Results of a Clinical Study With a Cream Containing 4-O-propionyl-androst-4-ene-3,17-dioneEfficacy in the Treatment of Cellulite

(15) In a study carried out by an independent dermatological institute (Dermatest, Mnster), a cream containing 0.10% 4-O-propionyl-androst-4-ene-3,17-dione was tested on female test subjects for efficacy and tolerability.

(16) Trial Protocol:

(17) The trial involved 20 female test subjects (aged between 32 and 58 years, average age 45.1 years). One test subject prematurely terminated the trial after 8 weeks due to pregnancy; one new test subject (21st test subject) was incorporated at the beginning of the ninth week.

(18) The cream was applied once a day over a period of 12 weeks. The efficacy and tolerability (skin elasticity, thigh circumference, width and height of the protruding lobules) were evaluated after 4, 3 and 12 weeks.

(19) Efficacy:

(20) Skin Elasticity

(21) The skin elasticity was measured with a Cutometer. The skin elasticity increased in 100% of the test subjects. After 4 weeks the average increase was 14%, whereas after 12 weeks the average increase was 22.42%, 95% of the test subjects experienced a subjective improvement in skin elasticity.

(22) Surface Area of the Fat Lobules

(23) A surprising effect was observed with regard to the size of the protruding fat lobules that are responsible for the characteristic appearance of cellulite. The surface area corresponding to their size was measured during an ultrasound examination.

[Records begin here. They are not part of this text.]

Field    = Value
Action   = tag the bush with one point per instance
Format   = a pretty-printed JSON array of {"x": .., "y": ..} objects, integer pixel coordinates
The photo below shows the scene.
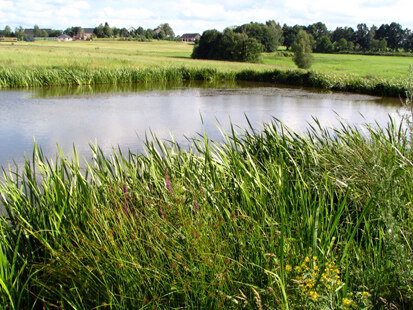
[
  {"x": 302, "y": 50},
  {"x": 227, "y": 46}
]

(24) The surface area of the fat lobules was reduced in 100% of the test subjects. After 4 weeks the surface area of the fat lobules had been reduced by an average of 23.24%, after 8 weeks the average reduction in the surface area was 34.51% and after 12 weeks the average reduction in the surface area of the fat lobules was 44.06%.

(25) According to a statement made by the independent research institute, such an effect has thus far not been observed in any competing product.

(26) Thigh Circumference

(27) The thigh circumference was reduced in 100% of the test subjects. After 4 weeks, the thigh circumference of the test subjects had been reduced by an average of 0.6 cm or 1.04%, whereas after 12 weeks the average reduction in thigh circumference was 1.87 cm or 3.25%.

(28) Further Options for Use in Cosmetic Products a) Stretch marks/striae b) Wrinkles (anti-ageing) c) Skin care following radiation therapy (oncological care)

(29) Each of the product ideas for the treatment of stretch marks/striae and scar care is the result of repeated positive observations made during the use of the cream containing 4-O-propionyl-androst-4-ene-3,17-dione; in all three applications the cream containing 4-O-propionyl-androst-4-ene-3,17-dione yielded clearly better results than products already on the market.

(30) All features of the invention can be material to the invention both individually and in any combination. Further advantages and advantageous embodiments of the invention are presented in the claims.